Trauma is so universal that the Declaration of Alma Ata included the care of the common injuries as an an essential part of Primary Care. This manual, the second in the series, describes how you as a non-specialist doctor can prevent much of the death and disability that are, the result of trauma—for every patient who dies, at least two are permanently disabled, most of them at or near the most productive period of their working lives.
Here are the injured patients you will see:—
(1) A few patients whose injuries threaten their lives, and who may die at various intervals after the accident: (a) Patients who die immediately, within minutes, from lacerations of the brain, brain stem’, or spinal cord. Most of these patients present at the mortuary, and account for about half of those who eventually die. (b) Patients who die within a few hours of the accident from bleeding into the skull, thorax, or abdomen, or from niultiple lesser injuries. (c) Patients who die days or weeks later from infection or multiple organ failure. There is little you can do for patients in groups (a) or (c); those in group (b) are your main challenge, because you can usually save them using quite simple technology—if you apply it soon enough—within four hours of the accident and if possible much sooner. This needs rapid transport and rapid surgery.
(2) Some patients who need admitting to hospital, but are in no danger of death. You will probably find that about half the beds in your hospital will be surgical and about half the patients in them will have been injured.
(3) Some patients with quite severe injuries whom you can treat as out–patients.
(4) Very many patients with only minor injuries. Although the injuries may look trivial, many of these patients are wage earners and want to be back at work quickly. If you don’t treat them carefully, complications may keep them away from work for weeks.

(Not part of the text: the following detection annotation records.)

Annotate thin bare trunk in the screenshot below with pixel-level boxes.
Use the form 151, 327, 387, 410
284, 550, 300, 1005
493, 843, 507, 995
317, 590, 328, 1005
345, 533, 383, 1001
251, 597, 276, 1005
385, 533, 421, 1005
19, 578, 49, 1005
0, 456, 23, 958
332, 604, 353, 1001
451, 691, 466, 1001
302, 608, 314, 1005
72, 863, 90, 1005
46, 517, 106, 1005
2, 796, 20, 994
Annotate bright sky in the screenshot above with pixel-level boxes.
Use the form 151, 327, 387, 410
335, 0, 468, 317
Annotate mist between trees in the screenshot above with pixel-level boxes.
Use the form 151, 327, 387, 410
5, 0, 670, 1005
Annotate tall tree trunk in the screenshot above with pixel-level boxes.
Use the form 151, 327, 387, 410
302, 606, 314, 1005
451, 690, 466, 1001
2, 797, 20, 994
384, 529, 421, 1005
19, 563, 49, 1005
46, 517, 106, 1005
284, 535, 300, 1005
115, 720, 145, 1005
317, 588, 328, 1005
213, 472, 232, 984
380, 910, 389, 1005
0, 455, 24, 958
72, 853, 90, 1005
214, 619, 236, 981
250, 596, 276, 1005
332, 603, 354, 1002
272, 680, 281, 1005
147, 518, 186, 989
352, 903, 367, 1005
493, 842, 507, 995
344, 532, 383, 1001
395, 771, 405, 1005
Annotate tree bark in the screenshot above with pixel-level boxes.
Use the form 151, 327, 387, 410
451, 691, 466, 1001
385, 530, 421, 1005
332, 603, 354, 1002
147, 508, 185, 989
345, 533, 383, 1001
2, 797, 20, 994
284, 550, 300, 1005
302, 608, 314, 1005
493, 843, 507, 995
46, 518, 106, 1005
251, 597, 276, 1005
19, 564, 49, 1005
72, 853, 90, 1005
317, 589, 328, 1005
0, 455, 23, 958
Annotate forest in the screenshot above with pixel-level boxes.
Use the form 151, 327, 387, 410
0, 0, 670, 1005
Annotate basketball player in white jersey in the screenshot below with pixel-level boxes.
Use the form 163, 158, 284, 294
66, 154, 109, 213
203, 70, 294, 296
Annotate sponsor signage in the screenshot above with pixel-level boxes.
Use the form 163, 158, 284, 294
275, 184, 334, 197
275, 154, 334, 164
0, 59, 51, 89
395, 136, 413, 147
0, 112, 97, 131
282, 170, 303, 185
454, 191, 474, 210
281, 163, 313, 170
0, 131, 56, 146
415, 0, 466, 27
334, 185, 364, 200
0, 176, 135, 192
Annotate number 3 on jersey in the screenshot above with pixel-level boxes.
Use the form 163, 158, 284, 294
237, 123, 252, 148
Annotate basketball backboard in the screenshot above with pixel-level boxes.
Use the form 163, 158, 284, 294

We have classified the methods of treatment that injured patients need into the three levels shown in Fig. 50-1. Like most classifications it is only a working compromise.
Level One, the care of a severely injured patient as a whole. When you first see a severely injured patient start with Section 51.3 and approach him systematically.
Level Two, the general methods. Some of these apply anywhere in the body and are those for shock (53.2), burns (58.1), split skin grafting (57.5), plastercraft (70.6), skin traction (70.10), skeletal traction (70.11), and amputations (56.1). Other general methods, such as opening and closing the abdomen, and making a colostomy, are described in Book One.
The general methods for particular regions of the body are those for injuries of a patient’s eyes (60.1), his face (61.1), his maxillofacial region (62.1), his lower jaw (62.7), his head (63.1), his spine (64.1), his chest (65.1), his abdomen (66.1), his lower urinary tract (68.1), and his hands (75.1).
Level Three, specific methods and specific injuries, form most of the book, and assume a knowledge of the methods in Level Two. For example, the methods for each particular amputation describe only the details peculiar to each site, and assume that you know the general method.
If a patient is seriously ill with many injuries, you may need to work through all three levels. But if he only has a minor injury, such as a subungual haematoma (75.5), you can work at Level Three only. You are unlikely to forget Level One, but you may forget to refer to the general methods in Level Two. For example, don’t treat a severe finger injury without following the ‘General method for a hand injury’ (75.1).
After first aid at the scene of the accident, we describe the care of an injured patient as a whole, the care of his airway, and the management of shock. Then come wounds, and with them artery, nerve, and tendon injuries. This is followed by methods for skin grafting and for the burns they are mostly used to treat.
After a brief discussion of radiation injuries, the rest of the book is arranged anatomically, starting at a patient’s head and working down his trunk. Then come general methods for his limbs (plaster, traction, and amputations), followed by specific injuries of his arms and then his legs, the more proximal ones first.
DIDIER (34) said that he had been hit on the scrotum by a bag of coffee. His scrotum was large and swollen and a quantity of bloody fluid was aspirated from it. Two days later he started vomiting and complained of abdominal pain. He had not passed flatus or a stool since admission. A strangulated inguinal hernia was diagnosed and 50 cm of necrotic gut was removed at laparotomy, after which he recovered uneventfully. LESSON patients quite often ascribe the onset of their condition to some quite coincidental trauma.